Perez was an assistant coach on the 1990 U.S. World Cup team.
He's had an interesting career, to say the least.
It was a bit tricky to figure out how he could make the 1990 World Cup coaching staff because, at the time, he had limited national/international experience. Actually, he was coaching at Cal State San Bernardino.
After the World Cup, he moved into other Soccer Federation roles, and then was an assistant for more than one Major League Soccer team, including the Galaxy.
He interviewed for a couple of MLS head coaching jobs, but never got them ... and went for the UCLA job, as well. And, things happen ... and now he is coaching (well, we should note) at D3 Redlands.
His Bulldogs just got all the way to the NCAA D3 quarters before losing to Loras of Iowa 3-1. A game he thought his team could have won and deserved to win, but that's soccer, as soccer guys say. He said forward Max Bowman and goalkeeper Andrew Roraff were particularly valuable in the playoffs run.

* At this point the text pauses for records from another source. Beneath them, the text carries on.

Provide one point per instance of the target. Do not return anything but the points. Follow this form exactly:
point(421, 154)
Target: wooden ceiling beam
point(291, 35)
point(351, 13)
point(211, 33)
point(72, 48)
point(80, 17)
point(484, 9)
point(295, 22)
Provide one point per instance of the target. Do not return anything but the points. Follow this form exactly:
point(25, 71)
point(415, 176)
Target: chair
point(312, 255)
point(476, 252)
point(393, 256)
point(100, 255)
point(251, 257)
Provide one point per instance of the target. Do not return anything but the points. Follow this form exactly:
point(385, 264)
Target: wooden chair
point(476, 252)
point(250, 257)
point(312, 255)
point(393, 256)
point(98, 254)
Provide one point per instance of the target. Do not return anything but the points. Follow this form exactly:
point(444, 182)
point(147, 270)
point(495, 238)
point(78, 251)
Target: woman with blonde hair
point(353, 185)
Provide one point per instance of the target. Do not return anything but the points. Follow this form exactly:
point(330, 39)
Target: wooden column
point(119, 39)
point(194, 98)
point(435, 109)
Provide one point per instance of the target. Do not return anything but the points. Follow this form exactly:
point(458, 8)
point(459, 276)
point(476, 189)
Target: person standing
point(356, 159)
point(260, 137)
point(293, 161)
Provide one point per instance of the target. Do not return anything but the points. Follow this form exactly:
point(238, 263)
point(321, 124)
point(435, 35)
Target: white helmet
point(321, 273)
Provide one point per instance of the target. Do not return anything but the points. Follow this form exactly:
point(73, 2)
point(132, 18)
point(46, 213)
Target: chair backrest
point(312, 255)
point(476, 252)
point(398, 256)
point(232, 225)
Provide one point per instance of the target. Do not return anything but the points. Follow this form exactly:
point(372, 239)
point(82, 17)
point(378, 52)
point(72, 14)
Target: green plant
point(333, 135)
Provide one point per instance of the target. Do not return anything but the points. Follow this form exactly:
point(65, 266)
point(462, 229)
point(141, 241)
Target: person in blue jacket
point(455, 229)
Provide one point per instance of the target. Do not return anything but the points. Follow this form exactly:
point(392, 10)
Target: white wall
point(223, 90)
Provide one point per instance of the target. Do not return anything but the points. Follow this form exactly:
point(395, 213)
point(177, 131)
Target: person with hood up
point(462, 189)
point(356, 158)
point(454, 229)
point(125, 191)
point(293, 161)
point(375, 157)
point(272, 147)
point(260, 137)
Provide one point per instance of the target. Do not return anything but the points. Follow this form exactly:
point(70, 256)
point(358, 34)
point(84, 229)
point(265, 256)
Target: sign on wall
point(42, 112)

Oh, and there's this: Had the Bulldogs won on Sunday, they would have stayed on the East Coast this week for the run-up to the final four this weekend in Orlando -- rather than go home and turn around to make their third trip to the east in three weeks. "We'd already cleared it with everyone," Perez said.

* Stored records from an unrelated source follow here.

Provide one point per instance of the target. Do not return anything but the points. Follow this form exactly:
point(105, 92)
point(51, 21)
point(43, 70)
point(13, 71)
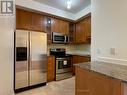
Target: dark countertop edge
point(77, 65)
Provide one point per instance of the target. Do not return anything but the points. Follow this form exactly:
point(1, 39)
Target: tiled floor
point(64, 87)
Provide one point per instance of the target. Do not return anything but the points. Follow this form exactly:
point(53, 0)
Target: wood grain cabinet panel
point(59, 26)
point(51, 69)
point(30, 21)
point(55, 25)
point(38, 22)
point(23, 19)
point(83, 30)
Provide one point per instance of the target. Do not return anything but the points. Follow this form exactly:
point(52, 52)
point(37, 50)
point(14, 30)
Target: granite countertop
point(80, 54)
point(116, 71)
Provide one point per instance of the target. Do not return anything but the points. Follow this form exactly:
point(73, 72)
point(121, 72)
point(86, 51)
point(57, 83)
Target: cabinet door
point(55, 25)
point(23, 19)
point(51, 69)
point(64, 27)
point(38, 22)
point(83, 78)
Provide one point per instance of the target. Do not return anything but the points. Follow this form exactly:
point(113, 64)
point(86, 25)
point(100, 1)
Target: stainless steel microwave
point(60, 38)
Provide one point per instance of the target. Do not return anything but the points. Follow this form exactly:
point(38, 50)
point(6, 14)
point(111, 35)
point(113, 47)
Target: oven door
point(63, 65)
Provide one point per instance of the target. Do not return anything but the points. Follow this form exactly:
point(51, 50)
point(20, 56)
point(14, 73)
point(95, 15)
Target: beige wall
point(83, 49)
point(6, 54)
point(109, 30)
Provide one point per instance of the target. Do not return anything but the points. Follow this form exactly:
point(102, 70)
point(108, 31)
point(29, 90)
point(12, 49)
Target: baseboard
point(29, 87)
point(113, 60)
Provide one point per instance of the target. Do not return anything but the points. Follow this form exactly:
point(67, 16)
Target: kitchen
point(67, 43)
point(104, 75)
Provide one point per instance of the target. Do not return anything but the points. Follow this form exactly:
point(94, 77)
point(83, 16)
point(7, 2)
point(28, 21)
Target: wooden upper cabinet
point(29, 20)
point(55, 25)
point(23, 19)
point(59, 26)
point(38, 22)
point(83, 30)
point(51, 69)
point(64, 27)
point(80, 32)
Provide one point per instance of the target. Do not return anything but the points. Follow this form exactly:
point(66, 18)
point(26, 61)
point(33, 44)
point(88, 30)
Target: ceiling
point(77, 5)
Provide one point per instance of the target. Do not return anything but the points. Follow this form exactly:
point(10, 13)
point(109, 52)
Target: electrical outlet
point(98, 51)
point(112, 51)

We talked about the 1990 U.S. team for a bit. That was the group of college kids who scraped into the World Cup on the strength of Paul Caligiuri's long goal at Port of Spain, Trinidad, in 1989. All Trinidad needed was a tie, but Cal's goal won it, and there we all went, off to Italy the following June for the Americans' first turn in the World Cup in 40 years. (They went out in three matches, but that was expected.).
Perez, like me, said Italy 1990 "seems like yesterday, but it was a long time ago." He reflected that "we were naive, and our players were immature." Basically, it was amazing that the Americans even got there, but by making it they assured the 1994 World Cup would stay in the USA, and that became the turning point for soccer in this country.
Anyway, Perez was probably under-qualified for the U.S. job he held 17 years ago ... and now he's over-qualified for the Redlands job. He probably ought to be running an MLS team, but while he's not, he's Redlands' boon.